In this paper, we report a novel facile sol–gel synthetic method to synthesise Na₇V₄(P₂O₇)₄PO₄ nanorods by introducing Na₃PO₄ which acts as a melt-salt medium. Compared with other fabrication methods, the unique process not only yielded advanced synthetic materials in an environmentally benign system, but also enabled the control of the phase, morphology and crystallographic orientation of inorganic crystals. In addition, the 3D framework of NVPP nanorods with well-defined ionic channels can improve the electrochemical performance of sodium insertion/extraction reaction.

2. Experimental details

2.1. Synthesis

Stoichiometric amounts of Na₂CO₃, Na₃PO₄, NH₄H₂PO₄, and NH₄VO₃ and a desired amount of citric acid were used as starting materials. All of the reagents were dissolved in distilled water and the resulting solution was kept at 80 °C under magnetic stirring to evaporate the water until it turned into a wet gel. The wet gel was dried at 100 °C overnight under vacuum to obtain a dry gel which was ground and subjected to programmed heat treatment in an argon atmosphere. The furnace temperature was increased from 25 to 700 °C at 5 °C min⁻¹, maintained at 700 °C for 12 h, cooled to 500 °C at a rate of 5 °C min⁻¹ and quenched to 0 °C. The resulting intermediate product was soaked in hot water with argon bubbling. After filtering, washing, and drying, the final product, NVPP, was obtained.

2.2. Material characterization

Powder X-ray diffraction (XRD, Bruker D8/Germany) using Cu Kα radiation was employed to identify the crystalline phase of the material. The experiment was performed in step mode with a fixed time of 3 s and a step size of 0.02°. The morphology was observed with a scanning electron microscope (SEM, HITACHI S-4700) and a transmission electron microscope (TEM, JEOS-2010 PHILIPS). The carbon content in the NVPP/C composite was about 1.2 wt%, which was determined by an elemental analyzer (EA, Elementar Vario EL).

2.3. Electrochemical measurements

Coin cells were assembled to carry out the electrochemical measurements. The composite electrode was made from a mixture of the prepared sample, acetylene black, and polyvinylidene fluoride in a weight ratio of 70 : 20 : 10. A disk of sodium foil was used as a counter electrode and 1 mol L⁻¹ NaClO₄ dissolved in a mixture of ethyl carbonate (EC), diethylcarbonate (DEC) and dimethyl carbonate (DMC) (volume ratio 1 : 1 : 1) was used as an electrolyte.
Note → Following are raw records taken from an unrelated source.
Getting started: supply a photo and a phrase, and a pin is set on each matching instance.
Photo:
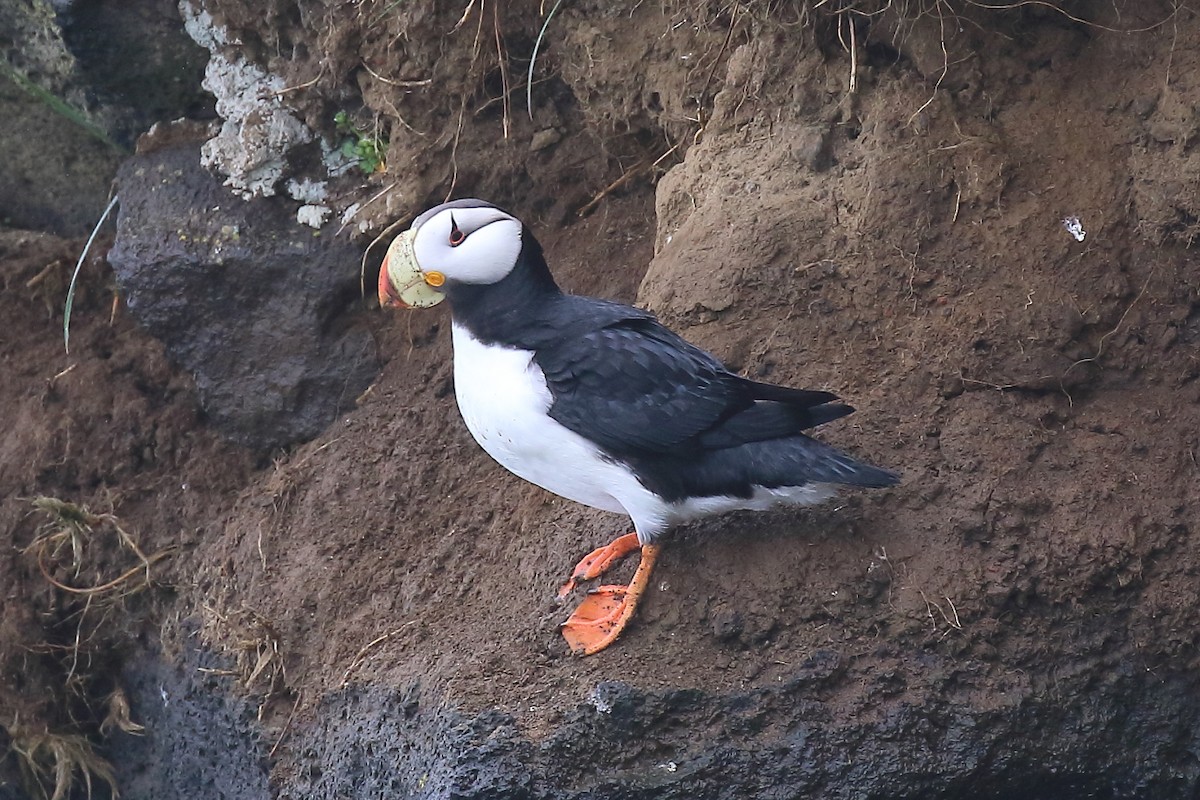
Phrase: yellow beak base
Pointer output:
(402, 283)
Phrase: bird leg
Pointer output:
(600, 560)
(606, 609)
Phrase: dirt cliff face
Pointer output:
(976, 227)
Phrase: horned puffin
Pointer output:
(598, 402)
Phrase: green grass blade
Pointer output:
(75, 276)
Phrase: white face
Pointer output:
(467, 244)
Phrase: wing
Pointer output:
(633, 386)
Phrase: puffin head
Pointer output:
(457, 242)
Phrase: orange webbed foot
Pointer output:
(599, 561)
(607, 609)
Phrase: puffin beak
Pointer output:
(402, 283)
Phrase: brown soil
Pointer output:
(903, 247)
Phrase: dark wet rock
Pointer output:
(76, 88)
(201, 739)
(251, 302)
(622, 743)
(688, 744)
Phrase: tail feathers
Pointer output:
(771, 420)
(796, 461)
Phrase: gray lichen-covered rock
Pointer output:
(249, 301)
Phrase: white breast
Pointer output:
(503, 398)
(504, 401)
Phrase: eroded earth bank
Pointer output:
(325, 589)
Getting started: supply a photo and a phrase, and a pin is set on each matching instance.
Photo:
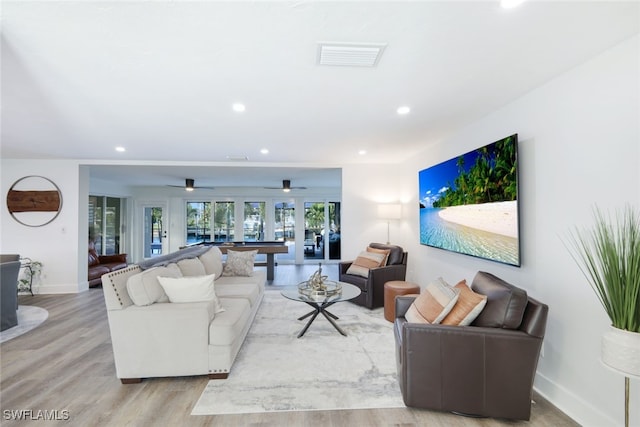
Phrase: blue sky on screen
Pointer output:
(437, 179)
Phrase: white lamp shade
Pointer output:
(390, 211)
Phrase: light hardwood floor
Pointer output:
(66, 364)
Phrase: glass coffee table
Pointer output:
(320, 305)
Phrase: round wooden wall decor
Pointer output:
(34, 201)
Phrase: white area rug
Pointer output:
(29, 317)
(323, 370)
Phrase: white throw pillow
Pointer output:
(434, 303)
(191, 289)
(212, 261)
(144, 288)
(191, 267)
(239, 263)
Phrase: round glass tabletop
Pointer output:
(348, 292)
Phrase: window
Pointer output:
(254, 221)
(285, 221)
(104, 224)
(198, 222)
(224, 222)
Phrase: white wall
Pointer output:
(56, 244)
(579, 142)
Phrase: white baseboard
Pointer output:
(60, 289)
(577, 409)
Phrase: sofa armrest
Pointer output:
(162, 339)
(402, 304)
(387, 273)
(106, 259)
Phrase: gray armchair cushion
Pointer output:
(505, 302)
(395, 255)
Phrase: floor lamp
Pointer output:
(390, 211)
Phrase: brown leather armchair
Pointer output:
(103, 264)
(485, 369)
(372, 287)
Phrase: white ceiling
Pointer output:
(159, 77)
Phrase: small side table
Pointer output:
(393, 289)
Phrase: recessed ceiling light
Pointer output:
(510, 4)
(403, 110)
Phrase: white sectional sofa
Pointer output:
(154, 337)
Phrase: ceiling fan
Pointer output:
(189, 185)
(286, 186)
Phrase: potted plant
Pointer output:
(32, 269)
(608, 255)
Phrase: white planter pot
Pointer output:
(621, 351)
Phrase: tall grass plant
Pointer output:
(608, 255)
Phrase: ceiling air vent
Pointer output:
(350, 54)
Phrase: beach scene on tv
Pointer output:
(469, 204)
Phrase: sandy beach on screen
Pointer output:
(499, 217)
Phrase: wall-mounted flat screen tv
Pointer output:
(469, 204)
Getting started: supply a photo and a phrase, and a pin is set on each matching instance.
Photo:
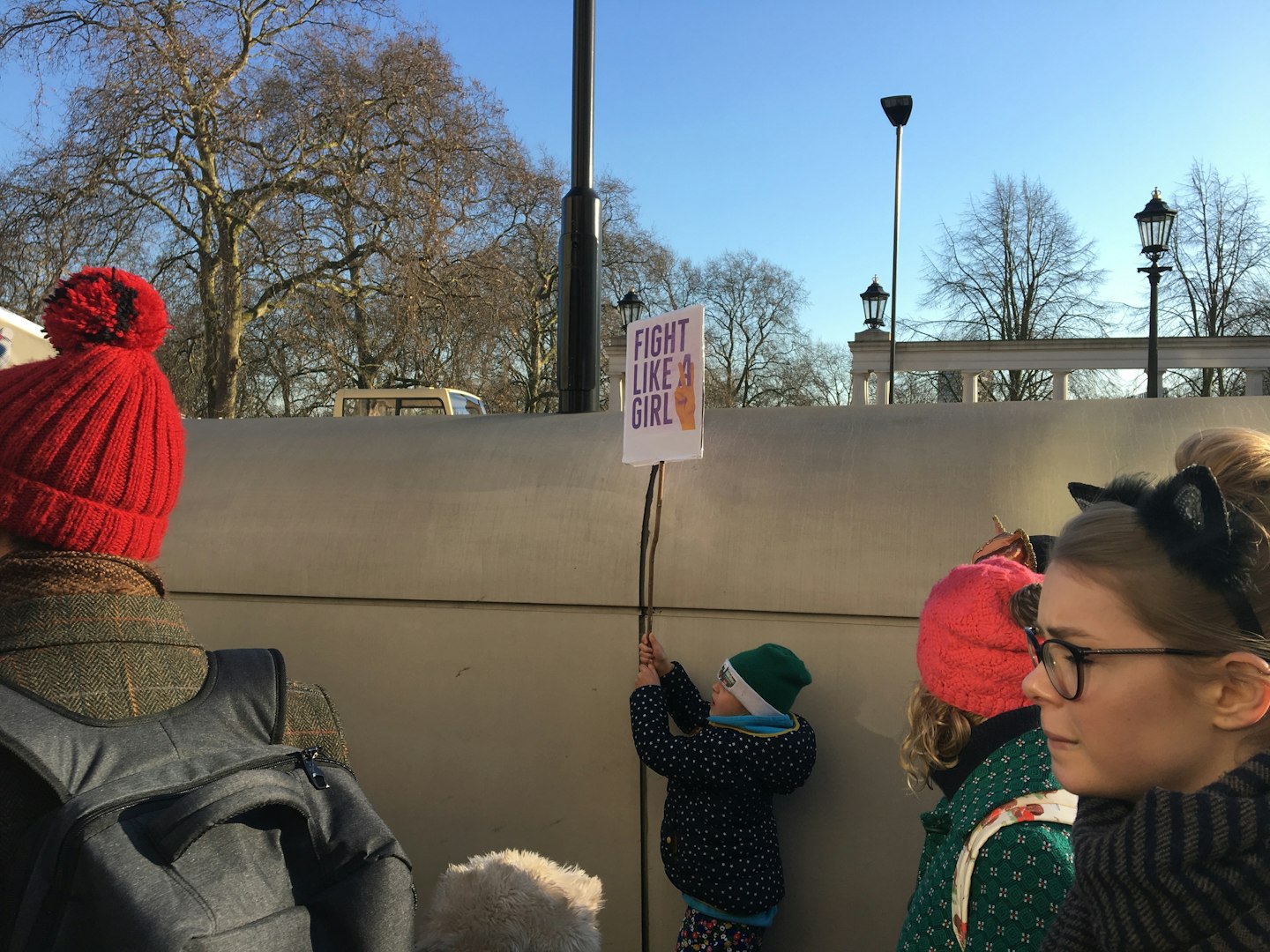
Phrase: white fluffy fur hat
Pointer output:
(513, 902)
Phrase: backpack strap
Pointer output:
(1045, 807)
(242, 701)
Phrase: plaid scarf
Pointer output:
(1175, 871)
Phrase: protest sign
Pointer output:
(663, 405)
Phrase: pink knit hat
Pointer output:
(969, 651)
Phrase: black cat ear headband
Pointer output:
(1203, 536)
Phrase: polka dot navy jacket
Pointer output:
(719, 838)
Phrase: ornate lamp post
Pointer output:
(874, 300)
(1154, 227)
(898, 109)
(630, 308)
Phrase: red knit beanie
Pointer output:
(969, 651)
(92, 446)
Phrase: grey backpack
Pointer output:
(197, 830)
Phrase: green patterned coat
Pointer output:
(1021, 874)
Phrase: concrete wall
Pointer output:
(467, 591)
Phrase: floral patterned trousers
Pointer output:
(704, 933)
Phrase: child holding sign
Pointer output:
(719, 842)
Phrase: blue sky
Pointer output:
(751, 124)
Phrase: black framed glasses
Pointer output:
(1065, 663)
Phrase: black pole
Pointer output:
(894, 270)
(1154, 273)
(578, 331)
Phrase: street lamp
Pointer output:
(898, 109)
(630, 308)
(1154, 227)
(874, 300)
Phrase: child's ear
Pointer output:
(1243, 691)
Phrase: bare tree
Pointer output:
(752, 329)
(179, 109)
(1015, 268)
(1221, 249)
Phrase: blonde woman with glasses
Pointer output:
(1154, 686)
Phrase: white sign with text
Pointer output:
(663, 403)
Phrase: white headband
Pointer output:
(746, 695)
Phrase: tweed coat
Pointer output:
(94, 635)
(1021, 874)
(719, 842)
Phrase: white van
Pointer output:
(407, 401)
(22, 340)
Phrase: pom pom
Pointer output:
(104, 306)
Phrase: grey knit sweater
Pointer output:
(1175, 871)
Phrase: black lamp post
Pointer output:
(630, 308)
(898, 109)
(874, 300)
(1154, 227)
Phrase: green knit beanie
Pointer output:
(765, 680)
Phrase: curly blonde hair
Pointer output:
(937, 735)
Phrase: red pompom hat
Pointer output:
(92, 446)
(970, 652)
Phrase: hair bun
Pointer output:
(106, 306)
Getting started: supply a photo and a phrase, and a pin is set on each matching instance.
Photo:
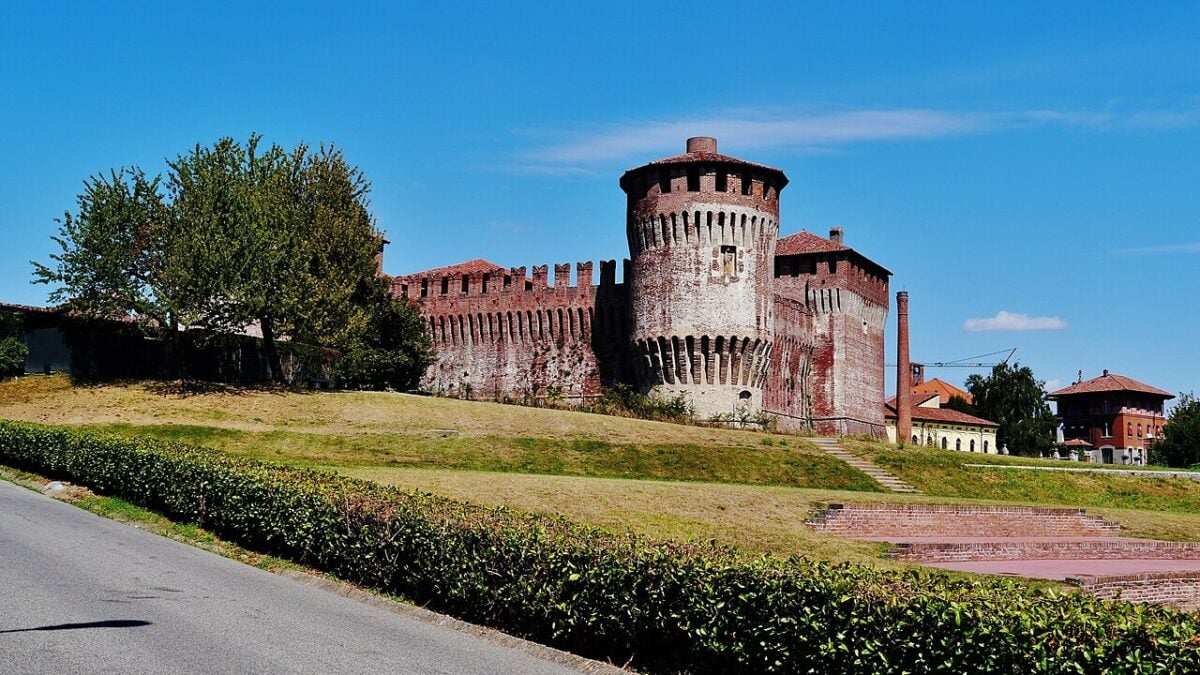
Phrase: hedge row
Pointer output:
(664, 608)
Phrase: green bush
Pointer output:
(665, 608)
(625, 401)
(12, 357)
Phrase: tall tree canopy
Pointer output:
(114, 251)
(1015, 400)
(1180, 444)
(238, 234)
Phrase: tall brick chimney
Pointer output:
(904, 371)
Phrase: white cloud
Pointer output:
(1014, 321)
(820, 131)
(1189, 248)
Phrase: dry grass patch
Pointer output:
(54, 400)
(755, 519)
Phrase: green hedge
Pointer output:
(664, 608)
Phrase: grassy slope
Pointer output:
(375, 429)
(505, 455)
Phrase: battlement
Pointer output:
(504, 281)
(737, 226)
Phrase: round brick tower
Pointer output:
(702, 230)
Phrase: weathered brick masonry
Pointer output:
(712, 305)
(1176, 589)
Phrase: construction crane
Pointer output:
(918, 369)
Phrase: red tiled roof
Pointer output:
(16, 308)
(804, 242)
(943, 389)
(1110, 382)
(478, 264)
(946, 416)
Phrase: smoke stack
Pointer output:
(904, 371)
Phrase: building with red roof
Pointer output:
(1119, 416)
(942, 428)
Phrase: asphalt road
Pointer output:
(81, 593)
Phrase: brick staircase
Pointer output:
(905, 521)
(882, 477)
(1027, 541)
(1050, 549)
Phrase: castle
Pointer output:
(712, 305)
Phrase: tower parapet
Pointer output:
(702, 230)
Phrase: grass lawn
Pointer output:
(945, 473)
(747, 489)
(379, 429)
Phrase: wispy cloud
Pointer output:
(1187, 248)
(817, 131)
(1014, 321)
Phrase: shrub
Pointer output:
(12, 357)
(664, 607)
(625, 401)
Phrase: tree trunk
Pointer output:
(177, 342)
(273, 353)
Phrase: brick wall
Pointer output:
(1180, 590)
(510, 334)
(849, 300)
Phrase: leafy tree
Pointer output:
(12, 351)
(1015, 400)
(243, 236)
(114, 251)
(1180, 444)
(281, 239)
(393, 348)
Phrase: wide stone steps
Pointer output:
(880, 476)
(1061, 549)
(901, 523)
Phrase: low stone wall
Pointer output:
(957, 520)
(985, 551)
(1180, 590)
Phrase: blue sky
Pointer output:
(1021, 166)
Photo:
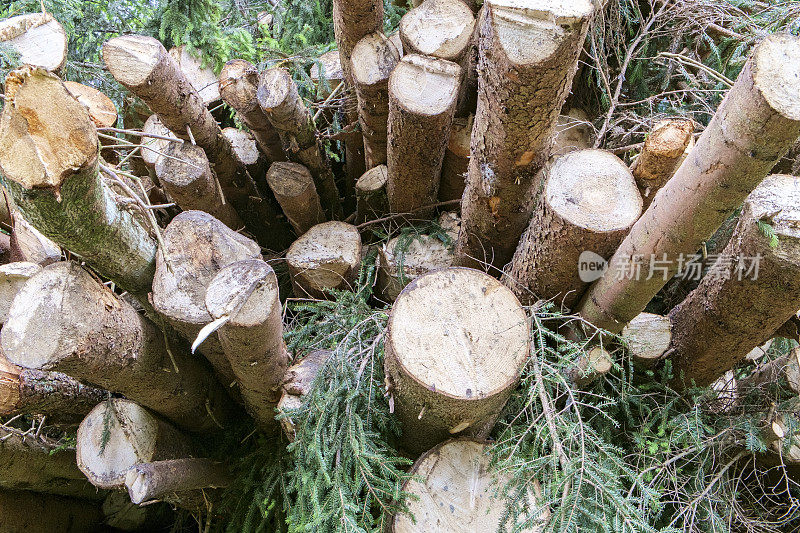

Cyclic voltammetry (CV) was conducted using an electrochemical work station (CHI660D). The scan rate was 0.5 mV s⁻¹ and the voltage ranged between 2.0 V and 4.2 V. Galvanostatic charge–discharge tests were performed in a potential range of 2.0–4.2 V vs. Na/Na⁺ at ambient temperature on a land battery testing system (Wuhan, China). All of the specific capacities were calculated on the basis of Na₇V₄(P₂O₇)₄(PO₄) only.

3. Results and discussion

The powder XRD patterns of the as-prepared NVPP sample are displayed in Fig. 1, and the counterparts annealed at different temperatures are also presented in Fig. S1† to confirm that the optimum reaction temperature should be 700 °C. The intensity of diffraction peaks increases along with the increase in temperature under 700 °C, which indicates that the increase in temperature can strongly improve crystallization. However, the available product would be prone to forming an Na₃V₂(PO₄)₃ (NVP) phase slowly when the temperature exceeds 700 °C. It would be completely in the NVP phase when the temperature reached 900 °C. The diffraction peaks of the samples at 700 °C in Fig. 1 can be indexed to the NVPP-1 phase which is consistent with previously reported studies with one impurity phase marked with an asterisk. The impurity is water-soluble Na–P–O salts. The existence of some amorphous Na–P–O phase lowers the intensity of the XRD peaks. Thus, the final product is free from impurities since the impurity in the intermediate multiphase product has been eliminated by hot water washing. The final product NVPP-2 has a tetragonal structure with a space group of P4̄21c. The 3D framework of [V₄(P₂O₇)₄(PO₄)] facilitates sodium ion diffusion along the well-defined channels, which enables reversible sodium de/intercalation and thus is favorable for realizing a good electrochemical performance.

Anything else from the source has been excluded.